From the Citizen Led Austin Safety Partnership, "a non-partisan group dedicated to encouraging and sustaining a community-wide network of Neighborhood Watch and Patrol leaders":
"It appears that Community Policing by District Representatives is on the chopping block at APD,", announces CLASP, citing talks about "converting approximately 48 sworn officer positions to civilian jobs": the District Representatives’ positions would be filled by civilians," and concerned about the transfer of DRs "to patrol or other positions within the Department": "we would loose the most important and knowledgeable individuals who provide specialized services to our neighborhoods and our schools, who are liaisons to our communities, and serve our residents with the level of response which requires a sworn peace officer."
"Even if some of the duties can be handled by civilians, the sworn officers are our connection we need in difficult situations," adds CLASP.
What you can do
"The City Council hired Matrix Consulting Group to conduct a Community Policing Study to determine what APD’s community policing plan will be and what measures are required to implement a comprehensive, effective program to serve the people of Austin," then explains CLASP, asking to "please take the survey to give your thoughts and opinions – it’s on the APD website: www.austintexas.gov/department/police"

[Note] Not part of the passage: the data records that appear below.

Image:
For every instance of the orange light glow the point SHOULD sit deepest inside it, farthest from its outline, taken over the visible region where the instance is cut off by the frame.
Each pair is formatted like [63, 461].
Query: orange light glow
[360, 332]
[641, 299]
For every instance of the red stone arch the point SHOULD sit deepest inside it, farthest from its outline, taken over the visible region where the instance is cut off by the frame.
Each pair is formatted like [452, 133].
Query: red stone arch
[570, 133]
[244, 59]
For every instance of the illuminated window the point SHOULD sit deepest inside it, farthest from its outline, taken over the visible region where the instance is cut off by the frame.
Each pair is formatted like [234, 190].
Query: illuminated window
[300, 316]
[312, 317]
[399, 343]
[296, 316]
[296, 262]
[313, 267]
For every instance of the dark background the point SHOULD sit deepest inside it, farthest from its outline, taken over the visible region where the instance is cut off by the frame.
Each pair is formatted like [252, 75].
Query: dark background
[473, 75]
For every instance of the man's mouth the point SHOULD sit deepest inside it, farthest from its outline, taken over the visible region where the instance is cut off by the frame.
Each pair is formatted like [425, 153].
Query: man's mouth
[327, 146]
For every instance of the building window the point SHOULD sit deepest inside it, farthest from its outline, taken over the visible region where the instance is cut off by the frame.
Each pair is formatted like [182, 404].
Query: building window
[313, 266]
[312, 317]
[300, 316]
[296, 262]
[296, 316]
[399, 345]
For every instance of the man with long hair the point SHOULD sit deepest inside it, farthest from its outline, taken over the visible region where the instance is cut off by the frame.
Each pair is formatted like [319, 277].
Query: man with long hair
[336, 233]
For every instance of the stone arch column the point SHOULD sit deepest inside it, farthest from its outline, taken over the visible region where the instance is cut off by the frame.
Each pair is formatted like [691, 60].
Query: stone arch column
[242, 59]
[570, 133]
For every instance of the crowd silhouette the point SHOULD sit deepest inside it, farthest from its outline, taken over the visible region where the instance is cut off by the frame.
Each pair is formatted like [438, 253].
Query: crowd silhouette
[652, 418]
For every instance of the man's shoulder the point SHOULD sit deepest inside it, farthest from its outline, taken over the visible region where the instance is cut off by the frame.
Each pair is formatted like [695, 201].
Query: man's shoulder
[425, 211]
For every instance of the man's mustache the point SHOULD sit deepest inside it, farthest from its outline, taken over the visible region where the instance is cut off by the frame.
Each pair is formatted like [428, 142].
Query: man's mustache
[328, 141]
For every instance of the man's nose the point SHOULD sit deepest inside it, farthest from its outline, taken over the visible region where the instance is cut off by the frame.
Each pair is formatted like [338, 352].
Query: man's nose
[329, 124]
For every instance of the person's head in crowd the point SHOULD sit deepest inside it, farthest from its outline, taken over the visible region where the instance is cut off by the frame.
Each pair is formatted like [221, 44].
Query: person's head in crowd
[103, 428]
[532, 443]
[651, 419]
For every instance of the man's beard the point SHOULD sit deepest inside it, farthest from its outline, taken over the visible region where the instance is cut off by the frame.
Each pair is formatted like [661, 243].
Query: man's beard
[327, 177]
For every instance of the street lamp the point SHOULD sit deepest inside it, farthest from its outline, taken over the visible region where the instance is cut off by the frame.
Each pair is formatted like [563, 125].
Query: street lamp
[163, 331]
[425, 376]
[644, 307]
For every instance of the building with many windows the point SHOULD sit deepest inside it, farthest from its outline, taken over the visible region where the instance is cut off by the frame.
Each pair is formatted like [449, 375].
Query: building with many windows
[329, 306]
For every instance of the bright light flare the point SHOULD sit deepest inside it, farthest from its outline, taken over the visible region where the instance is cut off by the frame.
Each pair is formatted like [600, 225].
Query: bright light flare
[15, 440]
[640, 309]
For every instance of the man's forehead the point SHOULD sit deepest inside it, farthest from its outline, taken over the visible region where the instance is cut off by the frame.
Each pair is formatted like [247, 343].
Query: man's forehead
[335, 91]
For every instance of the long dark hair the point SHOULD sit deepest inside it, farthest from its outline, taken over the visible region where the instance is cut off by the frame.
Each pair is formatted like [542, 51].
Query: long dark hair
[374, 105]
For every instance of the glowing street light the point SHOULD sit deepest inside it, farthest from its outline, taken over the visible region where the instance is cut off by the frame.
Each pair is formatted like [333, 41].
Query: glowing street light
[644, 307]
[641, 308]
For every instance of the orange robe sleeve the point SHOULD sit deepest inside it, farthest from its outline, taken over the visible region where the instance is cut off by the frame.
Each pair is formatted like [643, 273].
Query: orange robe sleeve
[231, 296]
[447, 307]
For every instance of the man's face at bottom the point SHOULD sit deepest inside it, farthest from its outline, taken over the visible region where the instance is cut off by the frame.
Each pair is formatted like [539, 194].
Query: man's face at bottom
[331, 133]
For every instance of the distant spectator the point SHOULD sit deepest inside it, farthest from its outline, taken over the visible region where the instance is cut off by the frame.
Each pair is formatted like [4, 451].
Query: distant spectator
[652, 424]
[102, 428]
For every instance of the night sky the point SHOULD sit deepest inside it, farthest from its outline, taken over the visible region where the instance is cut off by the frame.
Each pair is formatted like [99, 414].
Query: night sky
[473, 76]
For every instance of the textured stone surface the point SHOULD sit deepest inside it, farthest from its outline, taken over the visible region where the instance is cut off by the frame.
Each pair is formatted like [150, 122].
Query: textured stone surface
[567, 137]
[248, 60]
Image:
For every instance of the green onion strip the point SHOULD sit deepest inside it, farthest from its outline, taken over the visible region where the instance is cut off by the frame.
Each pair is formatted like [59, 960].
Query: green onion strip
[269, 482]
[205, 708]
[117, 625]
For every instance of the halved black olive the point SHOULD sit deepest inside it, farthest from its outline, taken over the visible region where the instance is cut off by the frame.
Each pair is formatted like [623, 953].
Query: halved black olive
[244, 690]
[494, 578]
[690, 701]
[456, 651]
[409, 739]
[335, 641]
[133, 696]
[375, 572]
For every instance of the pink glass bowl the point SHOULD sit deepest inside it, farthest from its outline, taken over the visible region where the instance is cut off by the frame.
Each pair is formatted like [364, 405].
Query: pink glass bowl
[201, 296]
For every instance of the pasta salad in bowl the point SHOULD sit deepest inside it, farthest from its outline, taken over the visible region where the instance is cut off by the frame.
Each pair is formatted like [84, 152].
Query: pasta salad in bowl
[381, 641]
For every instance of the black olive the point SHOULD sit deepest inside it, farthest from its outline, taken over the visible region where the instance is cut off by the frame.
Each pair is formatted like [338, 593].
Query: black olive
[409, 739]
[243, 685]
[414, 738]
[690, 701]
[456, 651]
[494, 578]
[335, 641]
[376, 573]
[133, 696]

Deadline is this Friday May 13.
"The survey results will be produced in early June."
"If you believe that keeping the sworn officers as District Representatives that we now have is vital to our city, contact the Mayor, City Manager, all of the City Council Members, and APD. (...) Tell them how DRs are important to your neighborhood and what the effect will be if these officers are taken away. Yes, patrol officers are absolutely needed, but taking our DRs cannot be the only option.
This is the contact information for your use:
"In late March, representatives of CLASP met with Chief Art Acevedo to talk about neighborhood and public safety matters, express our concerns about the DR changes, and to make recommendations we feel would be helpful as Austin increases its Community Policing Program.
Our discussions included APD’s efforts to improve efficiency and effectiveness in the face of budget issues and population growth, our belief that the education and direct services provided and the good will generated by District Reps is as valuable and important as what patrol and other units provide, the benefits of improving and expanding Neighborhood Watch training, coordinating the DRs and community engagement, and establishing an Advisory Board on Community Policing composed of experienced community members, APD staff, and other stakeholders.
We look forward to a continuing dialogue as the process continues."